A este respeito, Lavrov sublinhou que Moscovo está preocupado com a "ofensiva" da NATO no Ártico e, em particular, com a atitude da vizinha Noruega, que "por todos os meios" tenta justificar a presença da Aliança Atlântica na região.

Na Islândia, "na reunião ministerial do Conselho do Ártico, é claro, vamos falar abertamente sobre isso", acrescentou.

O ministro russo também refutou as críticas de que a Rússia está a aumentar a sua presença militar no Ártico.

"Todos sabem que este é o nosso território, a nossa terra", disse Lavrov.

"Somos responsáveis por garantir que nossa costa ártica seja segura e tudo o que nosso país faça seja absolutamente legal e legítimo", insistiu.

Na tentativa de reduzir os "riscos" ao nível militar, o chefe da diplomacia russa propôs a retomada do mecanismo de reuniões regulares dos chefes do Estado-Maior dos países membros do Conselho Ártico.

"Esse mecanismo funcionou, mas há cerca de sete anos os nossos parceiros ocidentais decidiram congelá-lo. Então, se decidiram congelá-lo, não se zanguem se não houver diálogo. O diálogo não foi suspenso por nós", enfatizou.

A Rússia assumirá na capital islandesa a presidência rotativa do Conselho do Ártico, entidade que inclui Canadá, Dinamarca, Estados Unidos, Finlândia, Islândia, Noruega, Rússia e Suécia.

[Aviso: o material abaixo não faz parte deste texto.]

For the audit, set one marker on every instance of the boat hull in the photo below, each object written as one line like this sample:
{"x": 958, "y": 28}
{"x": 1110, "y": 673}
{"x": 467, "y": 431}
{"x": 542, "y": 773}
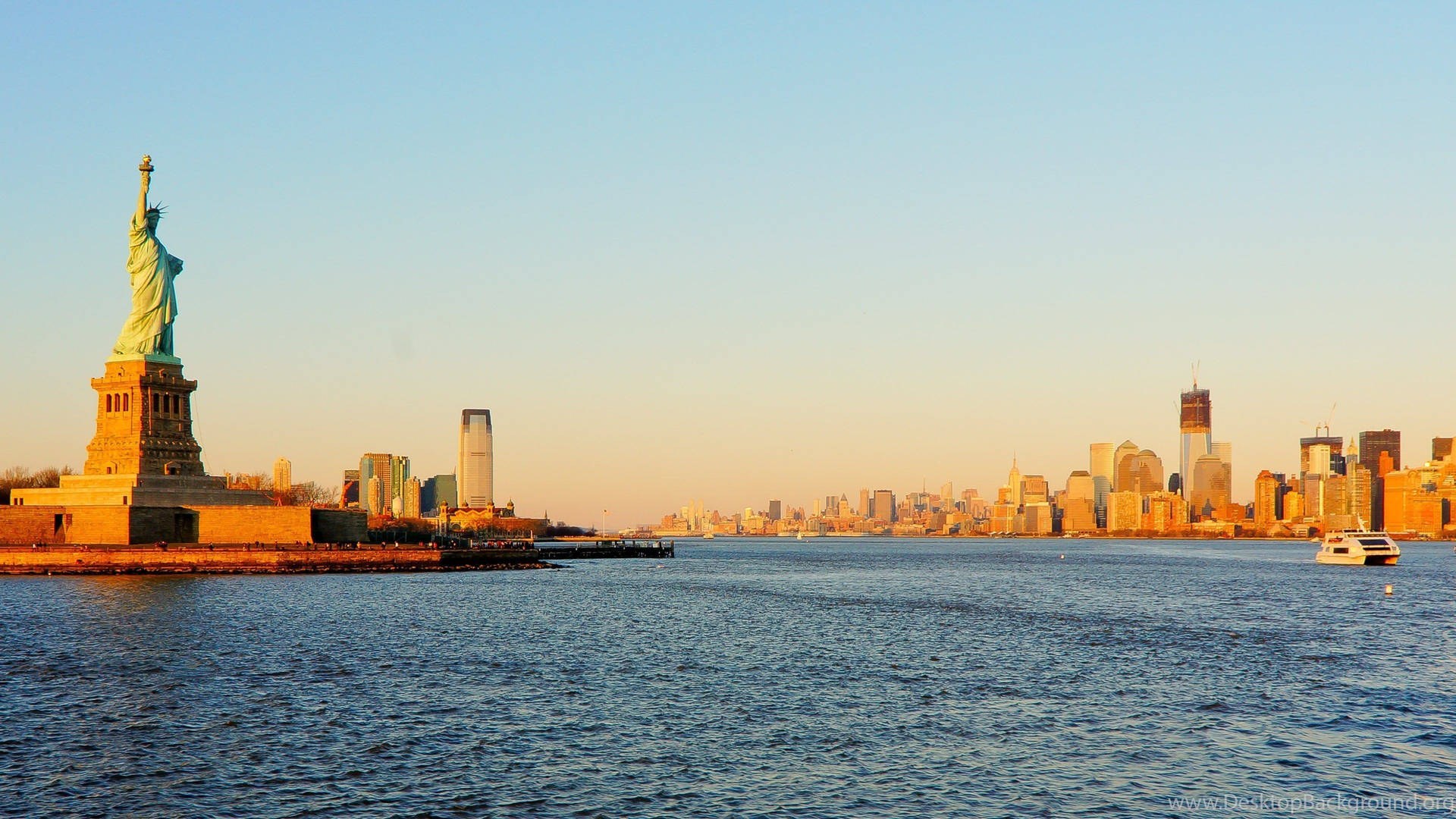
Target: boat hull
{"x": 1356, "y": 560}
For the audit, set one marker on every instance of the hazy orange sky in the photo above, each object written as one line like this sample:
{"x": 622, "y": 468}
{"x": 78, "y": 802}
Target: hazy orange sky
{"x": 737, "y": 254}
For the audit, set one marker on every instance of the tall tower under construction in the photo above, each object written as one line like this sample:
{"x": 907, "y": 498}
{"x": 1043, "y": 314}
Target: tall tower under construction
{"x": 1196, "y": 428}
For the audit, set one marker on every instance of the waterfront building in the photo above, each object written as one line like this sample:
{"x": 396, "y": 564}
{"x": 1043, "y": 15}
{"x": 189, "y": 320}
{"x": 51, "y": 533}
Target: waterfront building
{"x": 1125, "y": 512}
{"x": 1293, "y": 506}
{"x": 1440, "y": 447}
{"x": 398, "y": 474}
{"x": 1145, "y": 472}
{"x": 1316, "y": 460}
{"x": 1037, "y": 518}
{"x": 375, "y": 465}
{"x": 1002, "y": 518}
{"x": 1196, "y": 431}
{"x": 1225, "y": 452}
{"x": 1313, "y": 491}
{"x": 1122, "y": 466}
{"x": 1034, "y": 490}
{"x": 1079, "y": 503}
{"x": 376, "y": 496}
{"x": 438, "y": 493}
{"x": 283, "y": 475}
{"x": 1400, "y": 487}
{"x": 1381, "y": 452}
{"x": 475, "y": 463}
{"x": 1359, "y": 488}
{"x": 884, "y": 506}
{"x": 1209, "y": 488}
{"x": 411, "y": 499}
{"x": 1015, "y": 484}
{"x": 1335, "y": 445}
{"x": 1376, "y": 444}
{"x": 1101, "y": 468}
{"x": 350, "y": 488}
{"x": 1266, "y": 500}
{"x": 1165, "y": 512}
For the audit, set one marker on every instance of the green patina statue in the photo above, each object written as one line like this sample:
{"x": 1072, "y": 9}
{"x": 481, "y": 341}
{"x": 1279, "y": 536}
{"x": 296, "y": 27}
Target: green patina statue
{"x": 153, "y": 300}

Na semana passada, além de concordar com o encontro, Lavrov e Blinken discutiram em conversa telefónica a proposta de Washington de organizar uma cimeira entre os Presidentes das duas potências nucleares, o russo Vladimir Putin e o norte-americano Joe Biden.

Caso ocorra, será a primeira reunião de alto nível entre os líderes dos dois países desde que Putin e o ex-Presidente dos EUA, Donald Trump, se encontraram-se em Helsínquia, em julho de 2018.